Let T(n,m) be the time used when the matrix is of size n\times m, and n\leq m. Certainly T(1,m)=1, and the rest follow the recursive relation T(n,m) = cm + T(n,m/2) for some constant c.

If n>m, we can rotate the matrix implicitly to get the same running time.

Solving it gives us the desired running time O(m). This is also a O(k) time algorithm because we only need to consider the k\times k submatrix in the up-left position.

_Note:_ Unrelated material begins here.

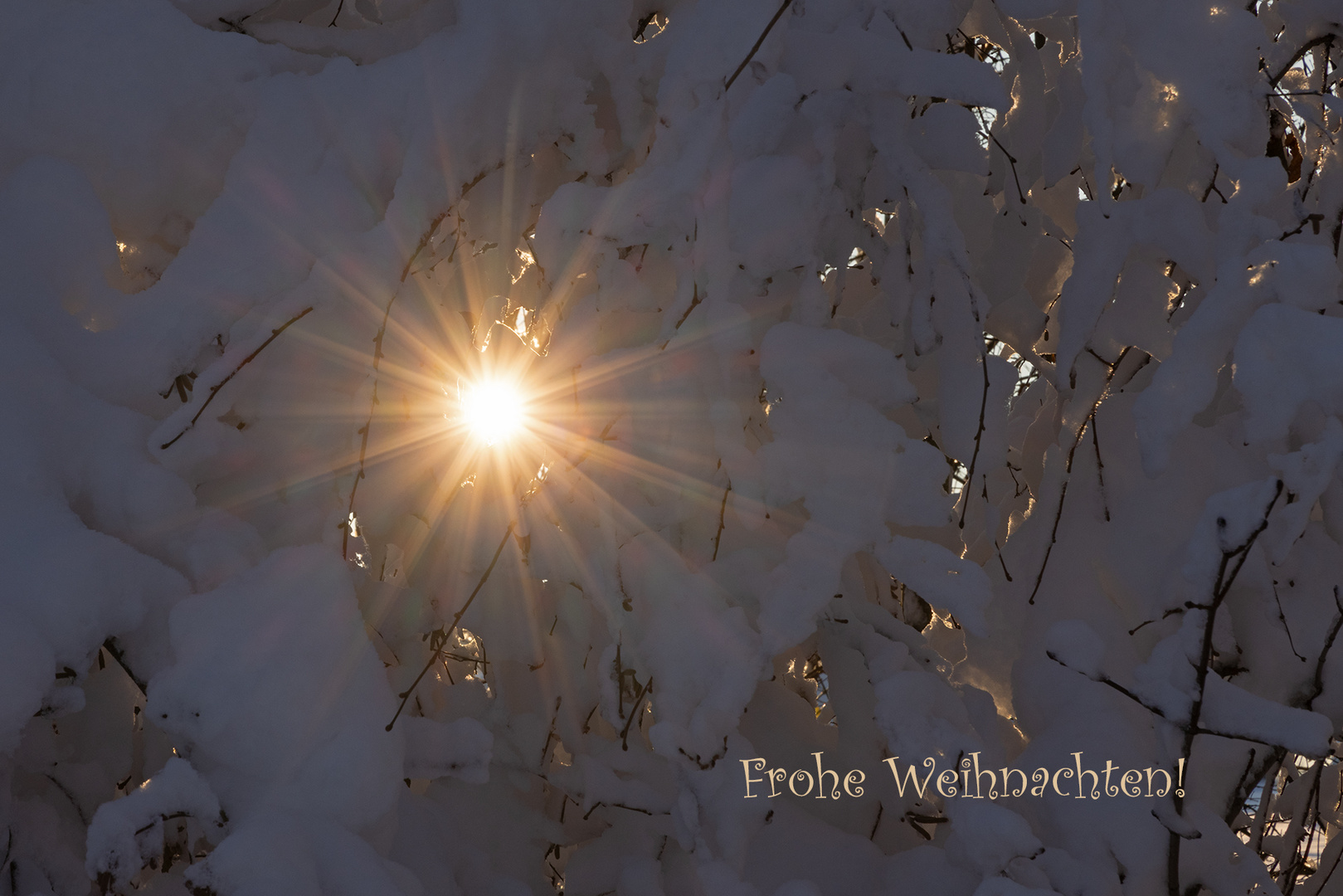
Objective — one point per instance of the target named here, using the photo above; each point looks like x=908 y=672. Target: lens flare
x=493 y=410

A Haskell implementation here, it requires a linear time rank selection algorithm `selectRank`

.

```
import Data.List
import Control.Applicative
import Control.Arrow
import Control.Monad
import RankSelection
type Matrix a = (Int->Int->a, Int, Int)
-- The input is an matrix sorted in both row and column order
-- This selects the kth smallest element. (0th is the smallest)
selectMatrixRank :: Ord a => Int -> Matrix a -> a
selectMatrixRank k (f,n,m)
| k >= n*m || k < 0 = error "rank doesn't exist"
| otherwise = fst $ fst $ biselect k k (f', min n (k+1), min m (k+1))
where f' x y= (f x y, (x, y))
biselect :: Ord a => Int -> Int -> Matrix a -> (a,a)
biselect lb ub (f',n',m') = join (***) (selectRank values) (lb-ra, ub-ra)
where mat@(f,n,m)
| n' > m' = (flip f', m', n')
| otherwise = (f', n', m')
(a, b)
| n < 3 = (f 0 0, f (n-1) (m-1))
| otherwise = biselect lb' ub' halfMat
(lb', ub') = (lb `div` 2, min ((ub `div` 2) + n) (n * hm - 1))
(ra, values) = (rankInMatrix mat a, selectRange mat a b)
halfMat
| even m = (\x y->f x (if y < hm - 1 then 2 * y else 2 * y - 1), n, hm)
| odd m = (\x y->f x (2*y), n, hm)
hm = m `div` 2 + 1
-- the rank of an element in the matrix
rankInMatrix :: Ord a => Matrix a -> a -> Int
rankInMatrix mat a = sum (map (\(_,y)->1+y) $ frontier mat a)-1
-- select all elements x in the matrix such that a <= x <= b
selectRange :: Ord a => Matrix a -> a -> a -> [a]
selectRange mat@(f,_,_) a b = concatMap search (frontier mat b)
where search (x,y) = takeWhile (>=a) $ map (f x) [y,y-1..0]
frontier :: Ord a => Matrix a -> a -> [(Int,Int)]
frontier (f,n,m) b = step 0 (m-1)
where step i j
| i > n-1 || j < 0 = []
| f i j <= b = (i,j):step (i+1) j
| otherwise = step i (j-1)
```

# References

[1] A. Mirzaian, E. Arjomandi, **Selection in x + y and matrices with sorted rows and columns**, Information Processing Letters. 20 (1985) 13–17.